The John Edwards love-baby story: What took so long?
Who knew that the biggest story to break at the television critics' tour would happen while we were all in our rooms getting some shut-eye?
In the wee hours of Tuesday, July 22, John Edwards — the former senator from North Carolina, former presidential candidate and running mate in 2004 — was confronted by reporters for the National Enquirer at a men's room of the Beverly Hilton, the very hotel where TCA summer press tour had concluded a few hours earlier. They believed he was there to pay a visit to the child he had fathered out of wedlock and the baby's mother, an ex-campaign staffer named Rielle Hunter.
On Wednesday, the story finally started to trickle out into the mainstream, beginning with Wikipedia and followed today by a news story in our sister paper, the News & Observer. Given the Enquirer's stellar track record in reporting such things, why was the media so slow?
If I were you, I'd dispense with the idea that a liberal conspiracy of silence kept this story under wraps. It wasn't under wraps. In December 2007, Drudge Report passed along this National Enquirer story confirming that Hunter was, indeed, pregnant and living in a gated community near a close Edwards confidant (who had argued, in a lovely parallel to the Anna Nicole story, that the baby was actually his).
Edwards was still running for president last December. Why didn't his opponents jump on this? Why didn't the story get any traction?
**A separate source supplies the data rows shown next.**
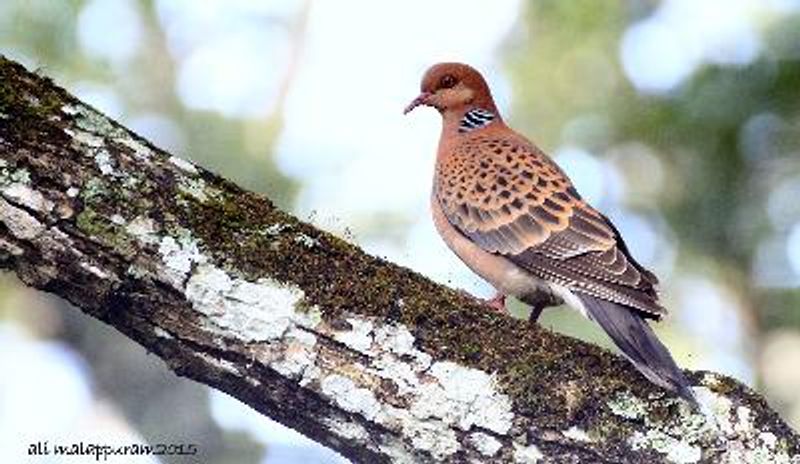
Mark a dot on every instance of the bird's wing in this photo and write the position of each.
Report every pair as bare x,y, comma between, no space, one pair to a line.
511,199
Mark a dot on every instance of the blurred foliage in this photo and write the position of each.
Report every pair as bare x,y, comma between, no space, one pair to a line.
726,138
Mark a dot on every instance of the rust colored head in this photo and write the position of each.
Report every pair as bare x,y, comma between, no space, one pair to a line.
453,87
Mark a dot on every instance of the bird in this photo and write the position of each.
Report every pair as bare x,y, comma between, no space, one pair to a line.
514,217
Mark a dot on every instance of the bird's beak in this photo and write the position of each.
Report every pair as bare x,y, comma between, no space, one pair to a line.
422,99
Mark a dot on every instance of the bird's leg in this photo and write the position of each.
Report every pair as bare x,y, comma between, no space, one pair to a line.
497,302
536,311
538,301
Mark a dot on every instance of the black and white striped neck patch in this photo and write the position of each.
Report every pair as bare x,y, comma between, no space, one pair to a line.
475,119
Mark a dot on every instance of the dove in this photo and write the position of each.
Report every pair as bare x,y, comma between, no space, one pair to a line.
514,218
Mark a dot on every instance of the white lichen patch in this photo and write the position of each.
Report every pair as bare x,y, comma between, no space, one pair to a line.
95,270
359,337
161,333
251,311
22,194
179,256
464,397
677,451
195,187
105,162
628,406
19,222
183,165
140,150
298,359
305,240
82,139
143,229
220,363
69,110
682,438
349,396
527,454
576,434
274,229
346,429
485,444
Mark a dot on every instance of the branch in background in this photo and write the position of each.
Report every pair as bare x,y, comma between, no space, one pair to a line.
361,355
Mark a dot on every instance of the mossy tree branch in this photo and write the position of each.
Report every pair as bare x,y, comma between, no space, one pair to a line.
361,355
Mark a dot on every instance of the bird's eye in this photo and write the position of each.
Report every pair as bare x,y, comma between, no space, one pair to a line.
447,81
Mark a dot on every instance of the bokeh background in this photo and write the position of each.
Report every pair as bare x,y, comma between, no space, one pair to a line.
678,118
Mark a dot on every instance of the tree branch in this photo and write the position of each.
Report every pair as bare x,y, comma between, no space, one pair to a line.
359,354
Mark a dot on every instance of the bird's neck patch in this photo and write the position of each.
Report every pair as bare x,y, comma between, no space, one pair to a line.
475,119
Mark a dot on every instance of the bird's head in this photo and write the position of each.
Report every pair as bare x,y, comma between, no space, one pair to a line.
453,87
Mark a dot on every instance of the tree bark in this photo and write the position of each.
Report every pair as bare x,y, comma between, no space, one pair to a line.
361,355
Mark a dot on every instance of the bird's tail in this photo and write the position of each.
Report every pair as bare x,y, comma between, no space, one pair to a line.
631,333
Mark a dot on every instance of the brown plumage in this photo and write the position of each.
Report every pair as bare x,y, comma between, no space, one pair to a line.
514,217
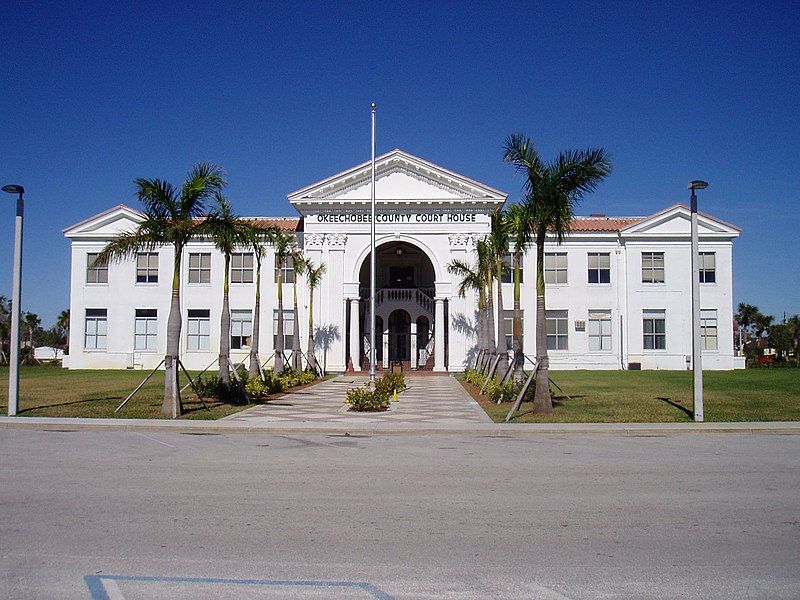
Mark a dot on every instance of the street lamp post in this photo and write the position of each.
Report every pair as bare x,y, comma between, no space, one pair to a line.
16,293
697,350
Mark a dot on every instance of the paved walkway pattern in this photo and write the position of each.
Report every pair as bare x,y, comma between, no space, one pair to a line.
428,400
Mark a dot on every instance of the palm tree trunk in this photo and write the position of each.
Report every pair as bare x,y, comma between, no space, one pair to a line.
491,346
254,370
225,329
312,360
502,348
296,362
542,401
172,405
279,342
480,326
516,326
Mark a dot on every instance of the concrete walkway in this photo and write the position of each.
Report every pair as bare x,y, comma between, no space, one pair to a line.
428,400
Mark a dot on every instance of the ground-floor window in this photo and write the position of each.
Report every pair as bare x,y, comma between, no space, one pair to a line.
198,329
599,330
557,326
288,328
241,328
96,329
654,328
708,328
145,329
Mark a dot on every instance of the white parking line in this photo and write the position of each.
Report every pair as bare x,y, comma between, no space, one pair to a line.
154,439
112,589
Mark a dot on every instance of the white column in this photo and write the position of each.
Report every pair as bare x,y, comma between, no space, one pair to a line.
438,343
355,338
385,342
414,354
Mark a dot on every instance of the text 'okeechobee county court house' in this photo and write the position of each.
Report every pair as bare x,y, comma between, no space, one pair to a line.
618,288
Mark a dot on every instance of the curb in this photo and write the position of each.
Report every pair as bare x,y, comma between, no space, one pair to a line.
65,424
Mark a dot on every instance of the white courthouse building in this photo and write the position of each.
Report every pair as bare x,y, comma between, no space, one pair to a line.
618,289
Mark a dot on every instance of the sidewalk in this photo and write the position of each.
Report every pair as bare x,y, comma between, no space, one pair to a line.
430,405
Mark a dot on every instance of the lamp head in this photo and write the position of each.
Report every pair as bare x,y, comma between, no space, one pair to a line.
13,189
697,184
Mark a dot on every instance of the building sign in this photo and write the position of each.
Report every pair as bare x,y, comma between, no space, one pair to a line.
364,217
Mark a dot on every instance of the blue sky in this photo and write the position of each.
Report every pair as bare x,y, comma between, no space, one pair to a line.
95,94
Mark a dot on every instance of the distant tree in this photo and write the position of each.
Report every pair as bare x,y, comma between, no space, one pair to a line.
793,325
283,249
498,242
227,231
780,338
299,266
62,325
314,276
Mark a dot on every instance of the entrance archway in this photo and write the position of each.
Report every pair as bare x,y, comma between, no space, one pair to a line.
404,305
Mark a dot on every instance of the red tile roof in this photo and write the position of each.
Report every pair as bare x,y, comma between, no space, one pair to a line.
282,223
603,223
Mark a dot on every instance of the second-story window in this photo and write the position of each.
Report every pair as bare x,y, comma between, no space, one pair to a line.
555,267
708,267
147,267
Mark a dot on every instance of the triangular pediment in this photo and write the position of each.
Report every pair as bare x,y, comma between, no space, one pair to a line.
676,221
107,224
399,177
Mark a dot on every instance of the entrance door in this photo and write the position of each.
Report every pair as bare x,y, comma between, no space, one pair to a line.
399,335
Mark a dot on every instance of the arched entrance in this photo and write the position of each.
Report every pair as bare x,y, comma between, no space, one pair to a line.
399,336
404,306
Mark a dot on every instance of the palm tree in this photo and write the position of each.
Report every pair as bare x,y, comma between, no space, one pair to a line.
257,238
762,323
552,190
314,278
227,231
283,249
170,217
299,267
745,316
62,327
518,222
498,244
486,266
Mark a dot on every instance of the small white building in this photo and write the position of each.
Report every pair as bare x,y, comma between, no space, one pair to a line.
618,288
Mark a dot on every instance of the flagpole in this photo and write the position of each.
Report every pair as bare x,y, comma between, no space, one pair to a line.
372,261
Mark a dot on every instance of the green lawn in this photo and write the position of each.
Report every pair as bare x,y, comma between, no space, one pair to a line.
663,397
56,392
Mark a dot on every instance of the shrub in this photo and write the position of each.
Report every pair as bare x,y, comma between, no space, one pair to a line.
365,399
474,377
211,387
501,391
390,383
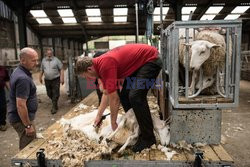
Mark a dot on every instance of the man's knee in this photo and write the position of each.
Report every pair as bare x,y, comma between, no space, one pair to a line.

One likely reality is that vigorous denials from campaign staffers, veiled threats to put reporters off the bus if they persisted, and the absence of any follow-up reporting from the Enquirer or any other source combined to take the air out of the story.
That doesn't explain why it took 10 days for the Enquirer ambush — which was almost immediately confirmed by a security guard — to make it out of the tabloidosphere. Paul Harris and listeners were talking it up on WLS Radio in Chicago last week. Yet the story just sat there. And even though bloggers love to talk about the MSM's irrelevance, smart ones like Mickey Kaus recognized that mainstream coverage was indispensable to getting Edwards, and the Democratic left, to finally treat his open wound.
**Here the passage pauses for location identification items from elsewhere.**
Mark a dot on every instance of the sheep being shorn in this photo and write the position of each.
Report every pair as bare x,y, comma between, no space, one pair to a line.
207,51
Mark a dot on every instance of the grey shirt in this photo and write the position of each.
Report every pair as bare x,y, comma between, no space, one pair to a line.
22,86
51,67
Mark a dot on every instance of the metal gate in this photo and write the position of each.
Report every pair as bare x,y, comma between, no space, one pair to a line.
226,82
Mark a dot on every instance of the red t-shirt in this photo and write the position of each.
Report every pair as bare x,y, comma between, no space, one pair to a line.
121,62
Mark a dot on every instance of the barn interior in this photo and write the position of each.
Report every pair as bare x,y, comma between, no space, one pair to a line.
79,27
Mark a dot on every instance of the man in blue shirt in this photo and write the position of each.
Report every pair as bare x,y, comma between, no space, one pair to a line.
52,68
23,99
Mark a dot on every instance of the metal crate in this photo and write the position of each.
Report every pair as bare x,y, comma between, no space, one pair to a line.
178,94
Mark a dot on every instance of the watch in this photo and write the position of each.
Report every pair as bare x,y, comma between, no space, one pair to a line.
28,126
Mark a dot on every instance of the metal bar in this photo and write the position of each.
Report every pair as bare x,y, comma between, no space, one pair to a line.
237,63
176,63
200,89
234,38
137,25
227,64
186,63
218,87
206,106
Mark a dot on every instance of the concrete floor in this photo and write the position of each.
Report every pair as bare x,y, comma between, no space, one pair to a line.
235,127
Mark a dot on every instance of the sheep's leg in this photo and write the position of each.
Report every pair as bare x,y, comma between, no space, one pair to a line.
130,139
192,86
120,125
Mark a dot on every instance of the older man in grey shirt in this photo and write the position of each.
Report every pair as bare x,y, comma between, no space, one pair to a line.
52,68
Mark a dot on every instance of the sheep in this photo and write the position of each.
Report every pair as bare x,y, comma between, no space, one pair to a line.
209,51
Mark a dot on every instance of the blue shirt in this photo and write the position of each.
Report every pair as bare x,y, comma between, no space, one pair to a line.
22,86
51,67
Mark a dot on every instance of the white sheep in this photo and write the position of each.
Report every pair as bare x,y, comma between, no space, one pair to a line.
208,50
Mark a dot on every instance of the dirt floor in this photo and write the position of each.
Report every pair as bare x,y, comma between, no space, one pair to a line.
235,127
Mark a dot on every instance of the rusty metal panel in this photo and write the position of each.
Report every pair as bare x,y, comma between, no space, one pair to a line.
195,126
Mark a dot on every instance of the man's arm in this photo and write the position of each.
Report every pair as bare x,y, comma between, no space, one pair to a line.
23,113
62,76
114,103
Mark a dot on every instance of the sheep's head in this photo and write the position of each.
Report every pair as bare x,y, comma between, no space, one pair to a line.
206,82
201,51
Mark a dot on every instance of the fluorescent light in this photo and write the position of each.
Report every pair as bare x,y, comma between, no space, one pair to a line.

Parked in front of the Beverly Hilton, 7/19/2008. That was "Stylista" and "90210" day at TV critics' tour. (Photo by me)
You can argue that Edwards is a private citizen, and that merited extra caution. I don't buy it. Even if Howard Fineman is right and Edwards isn't on Obama's short list for vice president, until the running mate is actually named, it's ridiculous to treat him as though he's returned to Mount Vernon like Cincinnatus.
So that leaves the Elizabeth factor. Regardless of what one thinks of John Edwards or his politics, the popularity of and public affection for Elizabeth Edwards is undeniably high. She was an effective campaigner because she was seen as the honest broker her husband, the candidate, couldn't always be.
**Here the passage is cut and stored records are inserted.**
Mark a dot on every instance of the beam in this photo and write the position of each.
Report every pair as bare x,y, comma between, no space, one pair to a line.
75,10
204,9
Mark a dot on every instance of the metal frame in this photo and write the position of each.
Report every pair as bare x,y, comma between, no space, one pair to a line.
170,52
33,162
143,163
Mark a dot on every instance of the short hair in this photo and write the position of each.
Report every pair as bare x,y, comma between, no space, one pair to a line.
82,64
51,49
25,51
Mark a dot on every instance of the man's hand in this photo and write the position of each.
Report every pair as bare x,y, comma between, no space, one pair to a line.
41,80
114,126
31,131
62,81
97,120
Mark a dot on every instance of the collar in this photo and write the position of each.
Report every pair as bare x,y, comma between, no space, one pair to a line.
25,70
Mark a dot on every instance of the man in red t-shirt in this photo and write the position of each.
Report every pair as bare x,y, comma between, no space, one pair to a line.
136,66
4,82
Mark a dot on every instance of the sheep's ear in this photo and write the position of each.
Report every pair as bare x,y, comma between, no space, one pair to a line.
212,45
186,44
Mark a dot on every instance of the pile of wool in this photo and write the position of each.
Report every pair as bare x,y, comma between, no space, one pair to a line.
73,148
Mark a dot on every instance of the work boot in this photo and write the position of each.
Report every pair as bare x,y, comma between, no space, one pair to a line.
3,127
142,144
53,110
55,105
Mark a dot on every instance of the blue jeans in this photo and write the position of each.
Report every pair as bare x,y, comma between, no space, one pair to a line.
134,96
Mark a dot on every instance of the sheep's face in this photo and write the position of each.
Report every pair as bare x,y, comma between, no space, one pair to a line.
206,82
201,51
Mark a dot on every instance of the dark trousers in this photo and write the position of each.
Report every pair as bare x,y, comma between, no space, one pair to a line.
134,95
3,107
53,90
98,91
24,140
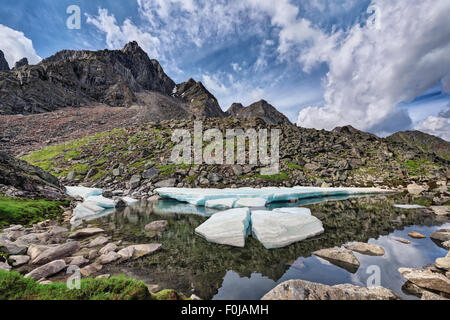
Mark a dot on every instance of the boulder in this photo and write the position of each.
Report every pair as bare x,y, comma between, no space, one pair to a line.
91,269
13,248
365,248
84,233
19,260
47,270
415,189
443,263
441,210
108,248
109,257
168,183
58,252
416,235
427,279
341,257
229,227
441,235
279,229
305,290
5,266
402,240
97,242
78,261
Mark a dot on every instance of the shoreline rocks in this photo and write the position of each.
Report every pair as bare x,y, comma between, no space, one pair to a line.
305,290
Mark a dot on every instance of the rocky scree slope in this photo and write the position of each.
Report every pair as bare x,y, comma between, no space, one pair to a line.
423,141
138,160
20,179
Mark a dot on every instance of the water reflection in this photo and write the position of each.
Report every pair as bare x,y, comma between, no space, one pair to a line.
190,264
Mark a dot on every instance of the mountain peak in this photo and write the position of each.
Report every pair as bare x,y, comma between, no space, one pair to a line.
3,63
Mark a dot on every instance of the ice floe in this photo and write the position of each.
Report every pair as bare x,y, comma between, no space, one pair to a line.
408,206
200,197
280,229
95,204
229,227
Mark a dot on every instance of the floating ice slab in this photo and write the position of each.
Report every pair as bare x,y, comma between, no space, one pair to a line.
83,192
304,211
199,197
280,229
101,201
250,202
221,204
227,227
408,206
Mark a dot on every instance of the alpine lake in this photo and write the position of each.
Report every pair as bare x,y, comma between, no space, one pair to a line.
191,265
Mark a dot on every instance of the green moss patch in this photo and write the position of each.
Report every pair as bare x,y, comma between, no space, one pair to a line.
27,212
13,286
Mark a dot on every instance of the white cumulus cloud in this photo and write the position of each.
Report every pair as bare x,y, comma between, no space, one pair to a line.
402,51
16,46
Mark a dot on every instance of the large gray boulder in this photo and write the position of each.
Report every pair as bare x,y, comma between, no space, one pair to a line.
58,252
47,270
305,290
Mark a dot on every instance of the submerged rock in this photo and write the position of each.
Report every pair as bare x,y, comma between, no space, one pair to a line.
228,227
441,235
416,235
305,290
365,248
86,232
280,229
427,279
341,257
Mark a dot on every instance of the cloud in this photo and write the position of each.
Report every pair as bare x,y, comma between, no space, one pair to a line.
16,46
402,51
438,126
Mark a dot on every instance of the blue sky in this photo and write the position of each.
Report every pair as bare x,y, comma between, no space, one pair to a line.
379,65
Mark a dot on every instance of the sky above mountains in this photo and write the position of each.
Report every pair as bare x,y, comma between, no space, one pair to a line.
379,65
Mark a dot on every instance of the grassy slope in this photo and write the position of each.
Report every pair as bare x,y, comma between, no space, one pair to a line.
13,286
27,212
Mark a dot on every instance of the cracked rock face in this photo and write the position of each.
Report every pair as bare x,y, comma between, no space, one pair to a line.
305,290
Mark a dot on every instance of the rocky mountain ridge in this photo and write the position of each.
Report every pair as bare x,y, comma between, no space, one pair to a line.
261,109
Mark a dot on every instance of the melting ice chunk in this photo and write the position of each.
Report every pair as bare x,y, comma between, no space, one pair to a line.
408,206
83,192
101,201
199,197
250,202
304,211
227,227
280,229
221,204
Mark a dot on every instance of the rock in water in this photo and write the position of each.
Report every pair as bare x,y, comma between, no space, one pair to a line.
341,257
305,290
441,211
365,248
416,235
227,227
427,279
441,235
280,229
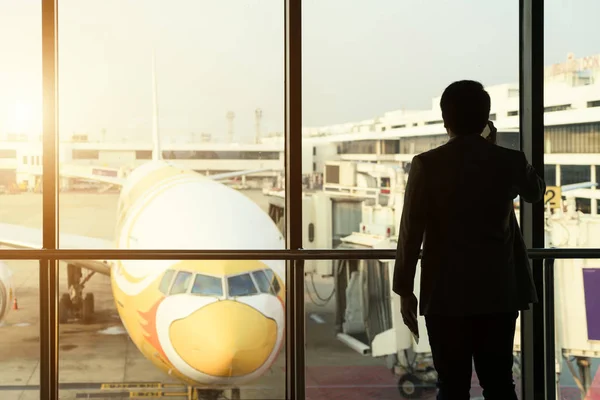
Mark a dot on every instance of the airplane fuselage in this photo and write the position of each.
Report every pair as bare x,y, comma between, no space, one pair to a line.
214,323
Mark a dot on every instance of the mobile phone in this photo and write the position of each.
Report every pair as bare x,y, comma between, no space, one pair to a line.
487,131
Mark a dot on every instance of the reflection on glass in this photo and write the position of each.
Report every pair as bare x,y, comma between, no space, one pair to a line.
356,337
20,124
163,114
577,301
19,329
370,109
571,116
207,285
182,282
152,322
241,285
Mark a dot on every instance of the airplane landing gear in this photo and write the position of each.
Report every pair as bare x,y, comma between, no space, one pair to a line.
208,394
74,304
213,394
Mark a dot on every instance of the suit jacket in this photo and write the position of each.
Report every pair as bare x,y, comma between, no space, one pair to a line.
526,292
458,203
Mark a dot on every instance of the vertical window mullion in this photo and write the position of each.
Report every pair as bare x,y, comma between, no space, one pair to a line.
48,270
295,359
537,380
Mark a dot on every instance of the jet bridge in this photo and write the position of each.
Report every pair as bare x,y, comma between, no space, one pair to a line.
367,312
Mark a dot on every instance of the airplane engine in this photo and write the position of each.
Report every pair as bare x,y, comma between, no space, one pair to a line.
6,290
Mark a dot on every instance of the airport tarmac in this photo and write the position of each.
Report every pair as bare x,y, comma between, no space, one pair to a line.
101,352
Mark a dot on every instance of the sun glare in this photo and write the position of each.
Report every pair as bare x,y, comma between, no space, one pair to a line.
25,119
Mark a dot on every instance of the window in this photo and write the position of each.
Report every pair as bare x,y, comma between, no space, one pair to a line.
207,285
85,154
563,107
182,282
595,103
241,285
143,155
263,283
274,282
4,153
165,283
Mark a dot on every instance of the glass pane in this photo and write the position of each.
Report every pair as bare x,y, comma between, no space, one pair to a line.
571,119
571,156
372,93
121,336
165,283
241,285
19,329
263,283
577,301
208,285
20,124
163,112
182,283
357,346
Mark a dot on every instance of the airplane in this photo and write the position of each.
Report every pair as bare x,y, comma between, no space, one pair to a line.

Elizabeth Edwards is the real reason this story hasn't gained traction until now. I think that out of respect for EE, and a desire not to compound her grim cancer scenario with further emotional pain probably caused editors to hold back reporting the story until something else came along.
Two things happened Wednesday that seem to have pushed this over the edge. First, after more than a week of acrimonious debate, Wikipedia editors gave in and began including references to the alleged affair in its John Edwards entry. As Wired's reporter aptly put it: "Some users wondered why ... The New York Times' John McCain lobbyist affair (story) could be relied upon, but not a tabloid like The National Enquirer."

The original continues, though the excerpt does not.